We feed about 3/4 quality alfalfa and 1/4 orchard grass hay. Most of our goat friends feed only alfalfa. Alfalfa is about $17-$22 a bale, depending on the time of year and gas prices at the time. Grass hay is $11-$14 a bale.


----------



## OneFineAcre (Jan 2, 2013)

meme said:
			
		

> We feed about 3/4 quality alfalfa and 1/4 orchard grass hay. Most of our goat friends feed only alfalfa. Alfalfa is about $17-$22 a bale, depending on the time of year and gas prices at the time. Grass hay is $11-$14 a bale.


What size bale?


----------



## WhiteMountainsRanch (Jan 2, 2013)

*Ours are the standard 100 pound bales and the 4 Way, Bermuda, and Alfalfa is all the same price. $18.99*


----------



## SheepGirl (Jan 2, 2013)

$0.19/lb for hay?!  That's only a little bit cheaper than grain and grain is much more nutritious! I pay $0.0625/lb for hay and $0.24/lb for sheep feed, so for me it makes sense to feed more hay than grain. Even though 1 lb of grain is = to 2 lbs of hay nutritionally (for the most part, depends on the hay and grain fed), hay is still cheaper to feed.

As for the alfalfa thing, like other legumes, it is famous for being very rich in calcium--which builds strong bones, produces lots of milk, and reduces (or even eliminates) the potential for urinary calculi in male ruminants. It is great to feed to lactating females, growing youngstock, and males of any age.


----------



## meme (Jan 3, 2013)

OneFineAcre said:
			
		

> meme said:
> 
> 
> 
> ...


I think they are usually 100 lb. bales. It's outrageous, I know.  That's why we still only have three goats and I am reluctant to keep more. If only our land wasn't so hilly and dry, we would grow our own.


----------



## WhiteMountainsRanch (Jan 3, 2013)

meme said:
			
		

> OneFineAcre said:
> 
> 
> 
> ...


*
Us too. It's all about location location location!   *


----------



## OneFineAcre (Jan 3, 2013)

WhiteMountainsRanch said:
			
		

> meme said:
> 
> 
> 
> ...


Yeah, I don't know much about the California hay scene.

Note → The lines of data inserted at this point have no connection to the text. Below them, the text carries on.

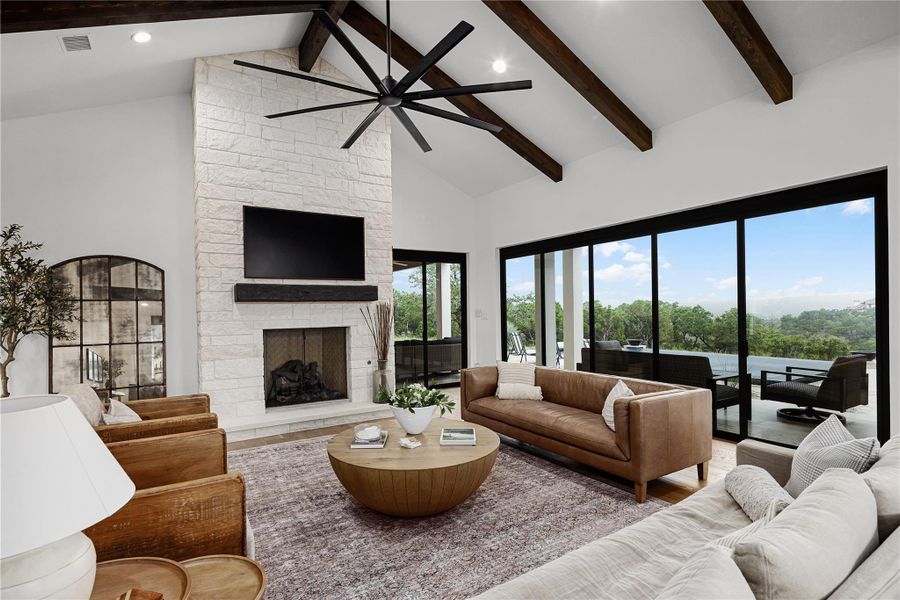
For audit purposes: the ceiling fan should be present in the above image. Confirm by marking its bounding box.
[234,0,531,152]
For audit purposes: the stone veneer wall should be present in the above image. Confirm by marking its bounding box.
[193,48,392,427]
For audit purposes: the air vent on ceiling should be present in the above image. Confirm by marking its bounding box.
[59,35,91,52]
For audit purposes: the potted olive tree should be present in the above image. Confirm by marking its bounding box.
[379,383,456,435]
[0,223,75,398]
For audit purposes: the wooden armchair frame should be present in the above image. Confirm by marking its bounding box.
[85,426,247,561]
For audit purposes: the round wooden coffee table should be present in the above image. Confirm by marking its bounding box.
[328,419,500,517]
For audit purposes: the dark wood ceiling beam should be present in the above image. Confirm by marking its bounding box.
[342,2,562,181]
[299,0,349,73]
[0,0,327,33]
[483,0,653,151]
[703,0,794,104]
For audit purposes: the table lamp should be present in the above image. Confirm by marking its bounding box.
[0,395,134,600]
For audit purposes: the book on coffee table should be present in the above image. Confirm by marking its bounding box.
[350,431,388,450]
[441,427,475,446]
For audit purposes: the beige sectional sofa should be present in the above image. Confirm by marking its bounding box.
[478,436,900,600]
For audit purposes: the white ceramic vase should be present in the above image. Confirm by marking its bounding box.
[391,406,437,435]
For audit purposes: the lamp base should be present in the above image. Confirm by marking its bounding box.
[0,531,97,600]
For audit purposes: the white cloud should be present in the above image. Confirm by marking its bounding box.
[622,251,650,262]
[841,198,872,216]
[594,262,650,284]
[596,242,634,258]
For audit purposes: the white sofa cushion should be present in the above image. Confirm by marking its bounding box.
[602,379,634,431]
[784,415,878,498]
[725,465,794,521]
[656,546,755,600]
[497,383,544,400]
[102,398,141,425]
[733,469,878,600]
[58,383,103,427]
[497,360,534,385]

I buy 4'x5' round bales of coastal burmuda approximately 900 lbs for $35 dollars.  But, a square bale of alfalfa costs $18 here.


----------



## WhiteMountainsRanch (Jan 3, 2013)

OneFineAcre said:
			
		

> I buy 4'x5' round bales of coastal burmuda approximately 900 lbs for $35 dollars.  But, a square bale of alfalfa costs $18 here.


*We don't even have round bales available.  You'd think we would since we can't grow our own! *


----------